Most of maternal, newborn and child deaths can be prevented through coverage of cost effective interventions. The challenge for countries and their partners is to implement these interventions at scale and equitably. These Interventions include drug treatments, procedures or non-medical inputs such as information on danger signs in pregnancy. Existing interventions can improve women’s and children’s health in developing countries, especially when provided as packages which are combinations of single interventions.
Essential health commodities (i.e., medicines, vaccines, contraceptives, diagnostic kits, laboratory reagents, medical devices and other supplies and consumables) are necessary to provide priority reproductive, maternal, neonatal and child health care interventions. The availability of medicines and supplies enables health-care providers to offer a better quality of care to women and children and makes the care more cost-effective2.

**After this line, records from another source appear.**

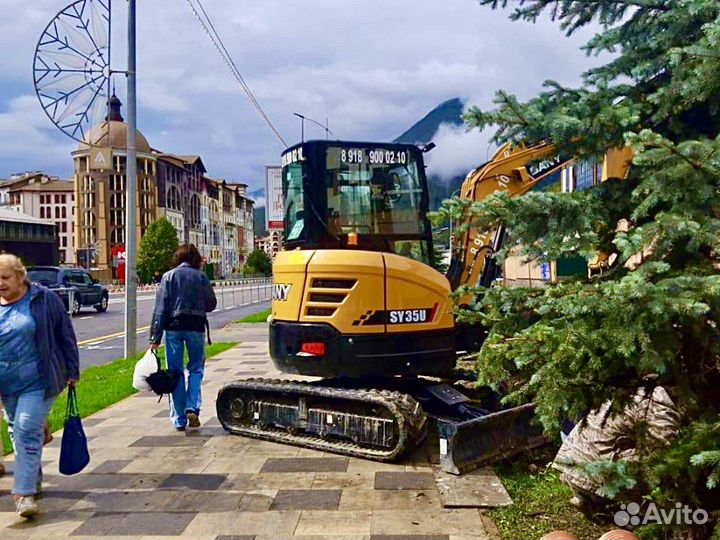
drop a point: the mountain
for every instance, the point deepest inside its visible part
(423, 131)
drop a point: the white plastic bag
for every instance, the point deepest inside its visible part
(144, 367)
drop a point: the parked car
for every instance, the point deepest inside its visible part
(86, 290)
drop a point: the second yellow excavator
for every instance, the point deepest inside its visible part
(357, 303)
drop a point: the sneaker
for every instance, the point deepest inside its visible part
(26, 506)
(193, 420)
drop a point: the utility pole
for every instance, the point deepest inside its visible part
(131, 197)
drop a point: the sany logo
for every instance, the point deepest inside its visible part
(281, 291)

Effective evidence-based interventions that can be delivered through proven delivery mechanisms are fundamental to improving RMNCH outcomes. Evidence on the effectiveness of interventions is readily available today. However, there is no classification of these interventions based on the strength of the evidence that prove their effectiveness and the soundness of their delivery mechanisms. In resource constrained areas, service providers should be in a position to identify and focus resources on delivering the most effective interventions.
As such the Partnership for Maternal, Newborn & Child Health (PMNCH) built a consensus on effective interventions for RMNCH, by identifying the RMNCH interventions whose effectiveness is supported by rigorous evidence and whose delivery mechanisms are proven. The restricted core set of RMNCH interventions, classified by the various levels of care3 is linked with an H4 developed list of key commodities needed for these interventions. These interventions and commodities hope to help guide commodity procurement to improve reproductive, maternal, newborn and child health4.”
1 Countdown to 2015, Tracking progress in Maternal, Newborn and Child Health – The 2010 Report, UNICEF, 2010
4 UNICEF, UNFPA, WHO, World Bank (2010). “Packages of interventions for family planning, safe abortion care, maternal, newborn and child health.” (PDF).